The thing about Nintendo is that it is a video game company that doesn’t precisely compete with other video game companies. Ostensibly, Big Mario is in a three-way brawl with Sony, which makes the PlayStation, and Microsoft, which makes the Xbox, but the three companies have two audiences. The audience for Smash Bros. is an owned audience of people who like to play games but aren’t looking for an immersive experience. It’s different than that second audience of gamers. Lots of kids. Lots of stoners. Lots of stoners with kids. This creates tailwinds for Nintendo because…

  1. Nintendo doesn’t really have to worry about specs. The Switch is an impressive product because it’s beautifully designed for play, not because it’s packed with RAM or has a one-of-a-kind display. Nintendo doesn’t have to chase those kinds of numbers.

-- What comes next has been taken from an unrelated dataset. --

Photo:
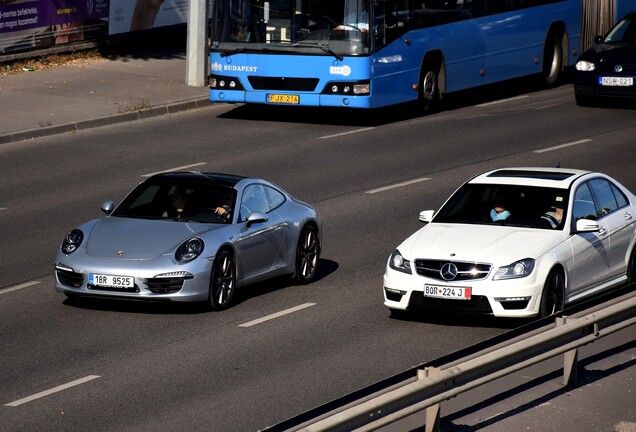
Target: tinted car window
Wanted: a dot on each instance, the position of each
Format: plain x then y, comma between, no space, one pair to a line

  2. Nintendo doesn’t have to worry about franchise exclusivity, which is what drives the competition between Sony and Microsoft, both of which are selling a means to play Call of Duty

The audience for Call of Duty is different and divided. CoD is available on multiple platforms, which is why Sony and Microsoft are in a perpetual battle over franchise exclusivity (and why the Federal Trade Commission sued Microsoft after the tech giant merged with Activision Blizzard).

TL;DR: Nintendo is like Oddjob in Goldeneye: Hard to hit.

None of this is to say that Nintendo is trampling the competition – it boasts more profits than Xbox and PlayStation, but less revenue – just to say that Nintendo is wildly popular with people who aren’t obsessed with this stuff. That’s why Nintendo has had success turning its IP into Disney-esque experiences and why the recently announced “Super Nintendo World” at Universal Studios makes sense. Mario and Zelda have Q scores in a way that the characters on Grand Theft Auto do not.

In fact, Nintendo may not really be in competition with Sony or Microsoft at all. The non-gamer gamer market has moved more in the direction of smartphones. There were 55.6 billion mobile game downloads in 2022, the last year for which it has data available, according to Zippia. But where the number of annual mobile game downloads increased by 129% between 2015 and 2022, that number increased by only .5% in 2021. That means both that growth is slowing and mobile gaming is dominant – it now accounts for 77.7% of total gaming industry revenue.

What is unclear is whether that expands the audience for Nintendo to include everyone ready to make the jump from Plants vs. Zombies to something more substantial or whether this could limit growth because it presents an alternative. Probably a bit of both. What’s very clear is that Sony and Microsoft are ceding the space. The Switch won the handheld console war. Sony hasn’t released a handheld model since 2011.


1 To put it in (cringier) gamer terms: it’s pwning.

2 All due respect to Pokémon Detective Pikachu, a few Tomb Raider attempts, and the recent Uncharted adaptation, but only the Sonic movies come anywhere close to Illumario’s league. Mario was last year’s second-highest grossing movie worldwide (no one could compete with the Barbie behemoth) and is the 17th highest grossing movie of all time, not adjusting for inflation. Just below it? Star Wars: The Last Jedi, Black Panther, and the last Harry Potter movie.